Configure the Hive input component

更新时间:
复制 MD 格式

The Hive input component reads data from a Hive data source. Configure this component as the input when synchronizing Hive data to another data source.

Limitations

Supported Hive table formats: orc, parquet, text, rc, seq, and iceberg. The iceberg format requires Hive compute sources or data sources on E-MapReduce 5.x. ORC transactional tables and Kudu tables are not supported.

Note

To integrate data from a Kudu table, use the Impala input component. Configure the Impala input component.

Prerequisites

Procedure

  1. In the top navigation bar of the Dataphin homepage, choose Develop > Data Integration.

  2. On the Data Integration page, select a Project. In Dev-Prod mode, also select an environment.

  3. In the left-side navigation pane, click Offline Integration. In the Offline Integration list, click the offline pipeline you want to develop.

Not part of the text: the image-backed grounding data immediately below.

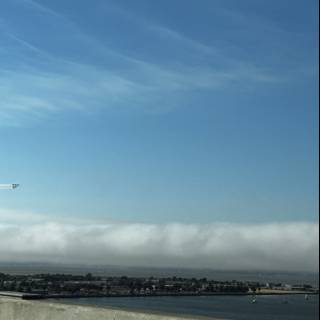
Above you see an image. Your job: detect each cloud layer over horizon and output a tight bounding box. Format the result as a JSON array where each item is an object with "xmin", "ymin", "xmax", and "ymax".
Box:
[{"xmin": 0, "ymin": 215, "xmax": 318, "ymax": 272}]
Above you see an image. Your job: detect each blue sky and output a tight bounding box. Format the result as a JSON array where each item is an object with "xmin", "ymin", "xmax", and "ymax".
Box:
[{"xmin": 0, "ymin": 0, "xmax": 318, "ymax": 225}]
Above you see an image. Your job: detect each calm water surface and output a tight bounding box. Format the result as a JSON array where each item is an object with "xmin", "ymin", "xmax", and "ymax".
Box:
[{"xmin": 58, "ymin": 294, "xmax": 319, "ymax": 320}]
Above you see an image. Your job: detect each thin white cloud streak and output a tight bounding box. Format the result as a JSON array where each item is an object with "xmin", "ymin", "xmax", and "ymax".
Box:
[
  {"xmin": 0, "ymin": 0, "xmax": 288, "ymax": 126},
  {"xmin": 0, "ymin": 45, "xmax": 283, "ymax": 126},
  {"xmin": 20, "ymin": 0, "xmax": 68, "ymax": 22},
  {"xmin": 0, "ymin": 213, "xmax": 318, "ymax": 272},
  {"xmin": 3, "ymin": 32, "xmax": 54, "ymax": 60},
  {"xmin": 147, "ymin": 25, "xmax": 216, "ymax": 56},
  {"xmin": 1, "ymin": 55, "xmax": 275, "ymax": 126}
]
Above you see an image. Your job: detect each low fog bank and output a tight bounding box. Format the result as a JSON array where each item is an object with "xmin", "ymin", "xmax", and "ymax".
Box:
[{"xmin": 0, "ymin": 220, "xmax": 318, "ymax": 272}]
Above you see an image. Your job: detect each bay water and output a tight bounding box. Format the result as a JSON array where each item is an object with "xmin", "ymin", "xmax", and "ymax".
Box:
[{"xmin": 59, "ymin": 294, "xmax": 319, "ymax": 319}]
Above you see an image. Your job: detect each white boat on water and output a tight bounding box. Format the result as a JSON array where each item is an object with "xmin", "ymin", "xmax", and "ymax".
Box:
[{"xmin": 251, "ymin": 295, "xmax": 257, "ymax": 304}]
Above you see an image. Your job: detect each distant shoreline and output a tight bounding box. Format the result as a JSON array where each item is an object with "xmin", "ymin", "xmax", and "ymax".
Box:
[
  {"xmin": 49, "ymin": 291, "xmax": 318, "ymax": 299},
  {"xmin": 1, "ymin": 290, "xmax": 318, "ymax": 300}
]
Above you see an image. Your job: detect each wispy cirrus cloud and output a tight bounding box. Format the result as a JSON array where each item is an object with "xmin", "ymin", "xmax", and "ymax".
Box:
[
  {"xmin": 0, "ymin": 59, "xmax": 227, "ymax": 126},
  {"xmin": 0, "ymin": 208, "xmax": 318, "ymax": 272},
  {"xmin": 20, "ymin": 0, "xmax": 69, "ymax": 22},
  {"xmin": 0, "ymin": 39, "xmax": 280, "ymax": 126},
  {"xmin": 0, "ymin": 0, "xmax": 310, "ymax": 126}
]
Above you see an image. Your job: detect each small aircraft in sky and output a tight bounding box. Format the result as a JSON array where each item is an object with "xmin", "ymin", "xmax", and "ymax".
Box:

  4. In the upper-right corner of the page, click Component Library to open the component library panel.

  5. In the component library panel, select Input, find the Hive component, and drag it onto the canvas.

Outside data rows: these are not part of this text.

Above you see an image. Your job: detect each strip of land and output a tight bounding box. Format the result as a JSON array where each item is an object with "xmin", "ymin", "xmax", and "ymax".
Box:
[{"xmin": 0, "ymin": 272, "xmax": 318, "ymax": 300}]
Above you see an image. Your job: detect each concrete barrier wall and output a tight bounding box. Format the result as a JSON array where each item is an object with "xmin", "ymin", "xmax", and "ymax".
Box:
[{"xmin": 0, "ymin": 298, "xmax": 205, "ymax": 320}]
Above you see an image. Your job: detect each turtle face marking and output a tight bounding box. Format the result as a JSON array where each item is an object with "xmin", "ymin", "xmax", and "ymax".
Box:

  6. Click the image icon on the Hive component to open the Hive Input Configuration dialog box.

  7. In the Hive Input Configuration dialog box, configure the parameters.

    Parameter

    Description

    Step name

    The name of the Hive input component. Dataphin auto-generates a name that you can customize. Requirements:

    • Can contain only Chinese characters, letters, underscores (_), and numbers.

    • Cannot exceed 64 characters.

    Data source

    Select a Hive data source. The list shows all Hive data sources regardless of your sync read permissions. Click the image icon to copy the data source name.

    Table

    Select the source table. Click the image icon to copy the name of the selected table.

    Note

    If you select a Hudi table or a Paimon table, you can only configure the Partition parameter.

    Partition

    You can read data from a static partition, such as ds=20230101 or ds1=2023,ds2=01, or a range partition, such as /*query*/ds >=20230101 and ds <= 20230107.

    Note

    If the selected table is a Hudi table or a Paimon table, reading from a range partition is not supported.

    Action on partition not found

    Action when the specified partition does not exist:

    • Fail task: The task fails.

    • Succeed task, no data written: The task succeeds, but writes no data to the target table.

    File encoding

    Select the encoding of the source files. Supported encodings are UTF-8 and GBK.

    NULL value replacement

    Applies only to textfile tables. Enter the string to replace with NULL. For example, entering \N replaces all \N values with NULL.

    Compression format

    Optional. Select the compression format for compressed files. ORC tables default to zlib; other formats have no default. Supported formats: zlib, hadoop-snappy, lz4, and none.

    Field delimiter

    Enter the field delimiter used in the table, typically set with the ROW FORMAT DELIMITED FIELDS TERMINATED BY statement. Defaults to \u0001.

    Output fields

    Lists all fields from the selected table that match the filter criteria. Remove fields that you do not need in downstream components.

    Note

    The data classification of output fields is visible only when using the Hadoop compute engine.

    • To remove a single field: Click the sgaga icon in the Actions column to remove the field.

    • To remove fields in bulk: Click Field Management. In the Field Management dialog box, select the fields to remove, click the image left arrow icon to move them to the unselected list, and click OK.

      image..png

  8. Click Confirm to save the component's configuration.